Rodzice mają dość. Chcą, żeby dzieci wróciły do szkół

Dodano: 
Bezpieczeństwo dzieci w szkole podczas pandemii
Bezpieczeństwo dzieci w szkole podczas pandemii Źródło: Unsplash / Kelly Sikkema
W poniedziałek w całym kraju ponownie wprowadzony zostanie tryb nauki zdalnej dla klas I-III. Wielu rodziców protestuje.

Minister zdrowia Adam Niedzielski ogłosił w środę rozszerzenie koronawirusowych restrykcji na obszar całego kraju. Kolejny lockdown potrwa od 20 marca co najmniej do 9 kwietnia. Na wiadomość o powrocie zdalnego nauczania wielu rodziców zareagowało pismami do dyrekcji. Domagają się organizacji nauki ich dzieci w szkołach.

Oznacza to, że 22 marca, w całym kraju ponownie wprowadzony zostanie tryb "nauki zdalnej" dla wszystkich uczniów. Do szkół nie będą mogli uczęszczać uczące się do tej pory stacjonarnie lub hybrydowo dzieci z klas I-III.

"Nauka zdalna przynosi dzieciom szkody"

Decyzja ta wywołała oburzenie części rodziców, którzy mają już dość tej sytuacji, w związku z czym postanowili skierować w tej sprawie pisma do dyrekcji szkół. Proszą w nich o organizację nauki ich dzieci w szkolnych murach. Jak wskazuje portal Interia.pl, dyrektorzy mogą, ale nie muszą przystać na ich prośbę.

Według cytowanych przez serwis Interia.pl rodziców powrót do "nauki zdalnej" przyniesie ich dzieciom ogromne szkody. Dzieci często muszą zostawać same w domu, spędzając wiele godzin przed komputerem.
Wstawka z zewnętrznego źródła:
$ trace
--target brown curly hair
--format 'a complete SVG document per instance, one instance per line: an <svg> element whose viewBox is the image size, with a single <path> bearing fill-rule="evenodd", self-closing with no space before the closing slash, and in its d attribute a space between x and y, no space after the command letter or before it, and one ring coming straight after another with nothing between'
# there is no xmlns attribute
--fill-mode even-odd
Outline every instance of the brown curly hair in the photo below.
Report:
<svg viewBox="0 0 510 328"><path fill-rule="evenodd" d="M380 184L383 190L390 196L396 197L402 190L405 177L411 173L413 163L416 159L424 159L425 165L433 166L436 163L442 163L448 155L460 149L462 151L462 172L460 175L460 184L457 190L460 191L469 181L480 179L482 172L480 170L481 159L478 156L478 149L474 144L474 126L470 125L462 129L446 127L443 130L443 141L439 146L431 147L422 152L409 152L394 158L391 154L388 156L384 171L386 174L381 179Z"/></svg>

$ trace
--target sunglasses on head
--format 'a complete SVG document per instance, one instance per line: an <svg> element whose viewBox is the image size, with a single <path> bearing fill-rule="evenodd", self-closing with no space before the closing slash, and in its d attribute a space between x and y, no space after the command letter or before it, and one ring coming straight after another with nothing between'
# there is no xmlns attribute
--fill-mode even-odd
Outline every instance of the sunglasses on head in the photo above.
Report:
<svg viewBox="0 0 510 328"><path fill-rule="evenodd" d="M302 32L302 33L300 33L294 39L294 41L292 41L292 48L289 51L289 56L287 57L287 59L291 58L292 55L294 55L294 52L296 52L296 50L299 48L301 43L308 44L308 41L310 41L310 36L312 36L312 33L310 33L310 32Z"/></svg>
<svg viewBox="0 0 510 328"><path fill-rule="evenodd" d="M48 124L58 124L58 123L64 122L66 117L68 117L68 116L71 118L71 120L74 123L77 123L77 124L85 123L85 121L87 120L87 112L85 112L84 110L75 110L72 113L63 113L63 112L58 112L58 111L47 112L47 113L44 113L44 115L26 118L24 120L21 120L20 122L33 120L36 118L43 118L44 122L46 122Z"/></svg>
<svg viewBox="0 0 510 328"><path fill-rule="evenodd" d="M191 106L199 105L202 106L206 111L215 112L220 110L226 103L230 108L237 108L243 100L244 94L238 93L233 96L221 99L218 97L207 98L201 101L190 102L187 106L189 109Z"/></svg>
Programy, które mają służyć do nauki na okrągło się zawieszają. Zdarza się też, że dzieci nie rozumieją poleceń nauczycieli, którzy nie są w stanie się z nimi odpowiednio skomunikować. Rodzice wskazuję też na brak ruchu i wiele innych czynników, które negatywnie odbijają się na zdrowiu fizycznym i psychicznym dzieci.

W najnowszym komunikacie Ministerstwo Edukacji i Nauki informuje, że "dyrektor szkoły ma obowiązek organizowania nauczania zdalnego lub stacjonarnego na terenie szkoły ze względu na rodzaj niepełnosprawności ucznia lub ma taką możliwość ze względu na inne przyczyny uniemożliwiające uczniowi naukę zdalną w domu".

Oznacza to, że w sytuacji, gdy rodzic ucznia zgłosi brak możliwości uczestnictwa w zajęciach zdalnych z domu, ale nie z powodu niepełnosprawności, to zorganizowanie przez dyrektora zajęć stacjonarnych lub umożliwienie uczestnictwa w zajęciach zdalnych ze szkoły nie będzie obowiązkiem dyrektora.

"Emocje rodziców są ogromne"

– Rodzice nie chcą się już godzić bezkrytycznie na to, co robi rząd. Wymyślono w MEiN zwrot "nauczanie zdalne", który stał się zamiennikiem do edukacji dzieci i młodzieży. Rządzącym wydaje się, że wystarczy wydać rozporządzenie i wszystko gra. Tak już nie jest. Rodzice twierdzą, że w konstytucji mają zapewnioną bezpłatną edukację swoich dzieci. A tutaj kolejny raz wymaga się od nich wyposażenia w sprzęt komputerowy, internet, miejsce do nauki. W tej chwili emocje rodziców są ogromne i ja to rozumiem – tłumaczy Dariusz Zelewski, dyrektor Szkoły Podstawowej nr 1 w Kartuzach.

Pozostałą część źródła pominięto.